The European Commission is taking a more aggressive stance than the U.S. Department of Transportation regarding a proposed alliance between European and American airlines. But the EU position is still kinder than what the Justice Department’s Antitrust Division wanted.
If approved, the alliance would allow British Airways, American Airlines, and Iberia to jointly market, schedule and price flights.
Both the European Commission and the Transportation Department have to sign off on the alliance in order for it to go into effect. The Justice Department’s role is only advisory.
The EU is considering a proposal by the airlines to make some changes to the alliance in order to gain approval. According to the proposal currently being tested by Brussels regulators, the airlines would lease takeoff and landing slots at London’s Heathrow Airport so that other competitors can operate two additional daily flights to New York and Boston and one additional flight per day to Miami and Dallas.
The Justice Department had singled out those routes for scrutiny and said that fares between the American Airlines hubs in Chicago, Miami and Dallas and British Airways’ hub in London would increase if the alliance was approved. The DOJ suggested the Transportation Department should take some routes out of the plan and force the airlines to give up slots at Heathrow in order to alleviate its concerns.
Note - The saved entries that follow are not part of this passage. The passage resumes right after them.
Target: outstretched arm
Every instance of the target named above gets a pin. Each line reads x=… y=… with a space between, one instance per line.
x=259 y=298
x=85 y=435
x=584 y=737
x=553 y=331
In its filing about the case, the Justice Department did not specify a number of slots. In a previous attempt to gain approval for the alliance in 2001, the DOT had asked the airlines to surrender 16 slots per day.
This time around, the Transportation Department only asked the airlines to give up four pairs of slots at Heathrow.
The European plan is asking for more specific commitments than DOT, but did not suggest taking any routes out of the grant of antitrust immunity, as DOJ had recommended.